Results and Discussion
In this section we present an example application of the BioPhysConnectoR package to the HIV1 protease [PDB:1KZK]. The molecule is a homodimer with 99 amino acids in each chain. We show the work flow of the employed protocol in Figure 1. To illustrate the usage of the BioPhysConnectoR routines we provide a code example (see Figure 2) as well. The pdb file serves as input for the computation of the biophysical properties. To gain insight into evolutionary features, we use data provided by Chen et al. [26]. The nucleotide sequences were translated into amino acid sequences. As we are concerned with about 45160 sequences, we do not need to consider finite size effects [19] in the MI results.
Figure 1. Flowchart. The protocol describes the two major workflows the package provides to combine results from investigations concerning sequence and structure of a molecule. Key positions for coevolution and function can be identified using a combination of the workflows.
Figure 2. Example code. At the top (Code I), a detailed example for the computation of the Bfactors using the provided lowlevel routines is shown. At the bottom (Code II), the function call of simc is shown with all parameters given to the function to compute the values of Figure 4. The parameter alpha represents the strength of peptide bonds and is set to 82 per default, the parameter cuts denoting the squared cutoff distance for a contact has a default value of 169. If no interaction weighting matrix is given, the MJ and KE matrices [22,23] are used to describe the specific intra and interchain interaction strengths, respectively, eventually averaged if mj.avg = TRUE. If the parameter bfacs is set TRUE, for each broken contact the computed Bfactors are written into files.

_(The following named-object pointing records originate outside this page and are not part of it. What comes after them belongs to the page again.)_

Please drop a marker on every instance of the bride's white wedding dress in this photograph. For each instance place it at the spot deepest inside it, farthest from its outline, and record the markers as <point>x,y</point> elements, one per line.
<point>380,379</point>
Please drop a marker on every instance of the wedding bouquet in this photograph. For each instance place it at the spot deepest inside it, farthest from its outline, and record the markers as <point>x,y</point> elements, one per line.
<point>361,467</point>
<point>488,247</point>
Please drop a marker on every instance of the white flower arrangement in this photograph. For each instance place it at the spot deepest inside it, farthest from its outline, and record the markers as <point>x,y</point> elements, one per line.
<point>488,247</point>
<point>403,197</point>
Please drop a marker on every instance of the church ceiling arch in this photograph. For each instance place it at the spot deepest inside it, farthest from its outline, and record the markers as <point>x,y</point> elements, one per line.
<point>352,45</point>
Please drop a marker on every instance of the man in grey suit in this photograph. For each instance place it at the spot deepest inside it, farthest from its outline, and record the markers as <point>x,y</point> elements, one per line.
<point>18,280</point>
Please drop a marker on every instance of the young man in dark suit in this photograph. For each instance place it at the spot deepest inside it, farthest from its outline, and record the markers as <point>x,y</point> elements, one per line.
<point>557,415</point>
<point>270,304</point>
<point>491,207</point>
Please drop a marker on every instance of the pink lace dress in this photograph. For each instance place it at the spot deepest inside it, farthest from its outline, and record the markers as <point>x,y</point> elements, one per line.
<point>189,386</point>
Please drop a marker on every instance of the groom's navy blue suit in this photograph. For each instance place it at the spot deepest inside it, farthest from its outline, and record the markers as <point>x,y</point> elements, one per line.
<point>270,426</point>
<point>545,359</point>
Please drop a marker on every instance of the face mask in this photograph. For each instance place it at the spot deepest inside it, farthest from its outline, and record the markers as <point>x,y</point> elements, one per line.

Frobenius norms are only computed and returned if frob = TRUE. With the parameter cluster it is possible to provide an initialized cluster for a parallel computation.
The alignment is read and MI values are computed. We then pick those residue pairs with the highest MI values that are noncovalently in contact within the cutoff of 13Å. The pdb is read and the C_{α }atoms of the first chain are selected. We compute the covariance matrix M^{wt }for this system. Afterwards we "break" the contact for each previously selected amino acid pair (a, b), one at a time, and compute a respective new covariance matrix M^{mut, (a, b)}. The corresponding change in the mechanical behavior can be annotated by the Frobenius norm f (see eq. 5) between these two matrices.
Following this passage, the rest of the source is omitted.